Logstash is not getting whole table data

Hi All,

i've been working on Elasticsearch recently. the logstash pipeline pulls the data only 10k records from the db table.

How shall i make it to pull whole table data ?

i tried both jdbc_page_size and jdbc_fetch_size , nothing works.

input {
    jdbc {
        jdbc_driver_library => "/usr/local/Cellar/logstash/8.9.0/libexec/logstash-core/lib/jars/postgresql-jdbc.jar"
        jdbc_connection_string => "jdbc:postgresql://localhost:5432/pl_itsm_stg"
        jdbc_user => "postgres"
        jdbc_password => "root"
        jdbc_driver_class => "org.postgresql.Driver"
        tracking_column => "incident_number"
        schedule => "0 * * * *" # cronjob schedule format (see "Helpful Links")
        statement => "SELECT incident_number, site_id, sub_site_id, account_id, sub_account_id, closed_at, state, short_description, description, incident_parent_id from customerdata_incident"
        jdbc_fetch_size => 100000
    }
}

filter {
	if [incident_parent_id] {
  		jdbc_streaming {
        		jdbc_driver_library => "/usr/local/Cellar/logstash/8.9.0/libexec/logstash-core/lib/jars/postgresql-jdbc.jar"
        		jdbc_connection_string => "jdbc:postgresql://localhost:5432/pl_itsm_stg"
        		jdbc_user => "postgres"
        		jdbc_password => "root"
        		jdbc_driver_class => "org.postgresql.Driver"
    			statement => "select incident_number, company, sub_site_id, site_id, account_id, sub_account_id, issue_type, incident_state, resolved_at, resolved_by, impact, state, urgency from customerdata_incident WHERE incident_number = :parent_id"
    			parameters => { "parent_id" => "incident_parent_id"}
    			target => "incident_parent_id"
  		}
 
        }
        ruby {
			code => '
    					incident_parent = event.get("incident_parent_id")
    					if incident_parent.is_a? Array
						event.set("parent_id", incident_parent[0])
                                        end
                                '

        }	
        if [parent_id] {
		mutate {
                        rename => {"parent_id" => "incident_parent_id"}
                }
        }
	mutate {
		copy => {"id" => "[@metadata][_id]"}
                
	}
}
output {
	stdout { codec => "json" }
	elasticsearch {
		hosts => ["https://localhost:9200"]
                ssl => true
                ssl_certificate_verification => false
                cacert => "/Users/umaparvathykaliappan/ca_logstash.cer"
		user => "elastic"
		password => "+JYA1pqFMlbl+ZjH9WaK"
		index => "logstash_itsm_incidents_parent"
                ilm_enabled => true
	}
}

  1. My db table has 26K record. how shall i get all 26K.
  2. if have to paginate my sql query to get all records, how shall i achieve it.

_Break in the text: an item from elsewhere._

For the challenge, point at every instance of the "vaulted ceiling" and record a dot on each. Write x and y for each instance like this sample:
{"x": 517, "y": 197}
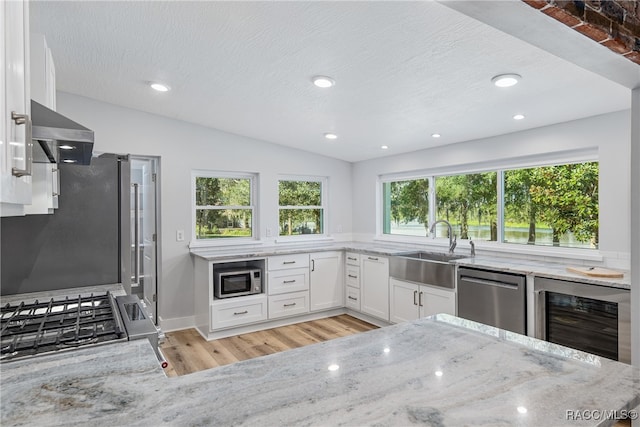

if i use django-elasticsearch-dsl search_build feature, it uses Elasticsearch builk api and pulled all 26K records.
Only when i use logstash, I can see only 10K records as count . What is that missing here in my above configuration .

Please guide me .

Thanks in advance.

my bad.

GET /_search
shows count as 10,000

but when i queried with track_total_hits: true, i got the whole table count.

This topic was automatically closed 28 days after the last reply. New replies are no longer allowed.